As an anecdotal side note, this is the message I've been hearing a lot from the delegates and party regulars who have descended on Cleveland. Even the people wearing Trump pins, the happy, out-and-proud Trump voters who hoot and holler when they hear his name, seem a little depressed about his prospects. Here in Northeast Ohio you hear a lot about his Rust Belt appeal, that this friend or that family member is finally going GOP after a life in the Democratic Party. That's what they're betting on working, that Trump can find a way to expand the map. Or at the very least, he is the candidate of change.
But they don't see Trump as a sincere champion of their interests, much less a true conservative. Like Ryan, they're hoping he can do all right in November, while they're still upset that he's running a gang that pulled off a major party heist only to bungle the general election getaway.
Chris Christie, meanwhile, gave the speech he probably had written when he thought he'd be Trump's vice president. It was a crowd-pleasing indictment of Hillary Clinton, made up of the kind of well-delivered red meat that made donors swoon before all that Bridgegate nastiness.

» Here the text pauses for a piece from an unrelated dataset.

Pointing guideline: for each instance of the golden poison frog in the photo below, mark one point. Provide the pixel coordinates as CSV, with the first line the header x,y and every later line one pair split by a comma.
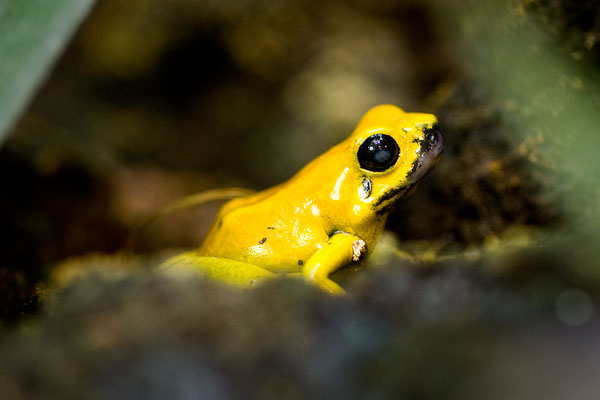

He was full attack dog, and the case he presented was purely negative: forget about Trump and me, and just know that Hillary is Obama with "less charm and more lies."
Originally I was going to write that the Trump kids stole the show. Instead, The Daily Show, of all places, noticed that Donald Trump Jr., the guy who gave the best speech so far this convention, cribbed a couple lines from an article in "The American Conservative." This is what happens when a campaign consistently hires sub-par talent, and ignores the advice of people who know what they're doing.
Trump had Matthew Scully and John McConnell on contract to write speeches, and they're arguably the two best professional speechwriters in Republican politics today. Their original draft of Melania Trump's speech reportedly headed to the shredder, and the new version was that bloodless thing we saw Monday night, including the passage that was clearly lifted from Michelle Obama. The writer of that American Conservative piece says Trump Jr. didn't steal his stuff, which adds an extra wrinkle to all this, but it's hard to spin this in a way that doesn't look bad for the beleaguered Trump campaign.
What was I saying about this being a better night? Oh yeah. Tiffany Trump did a solid job - a better job than Melania, in that at least she made her dad seem like a caring human being, albeit one frequently distracted by other matters. Trump's kids remain his best surrogates, although much of that probably stems from the fact that most of his other surrogates seem so half-hearted, so mediocre.
Perhaps that's an unduly critical assessment of the night's proceedings. I doubt many people considering voting for Trump in November care that much about plagiarism, a cardinal sin to journalists and academics but few others. For the partisans tuning in tonight, at least they saw a show that looked like it was put together by halfway-competent people. And in this year, with this candidate, that's not nothing.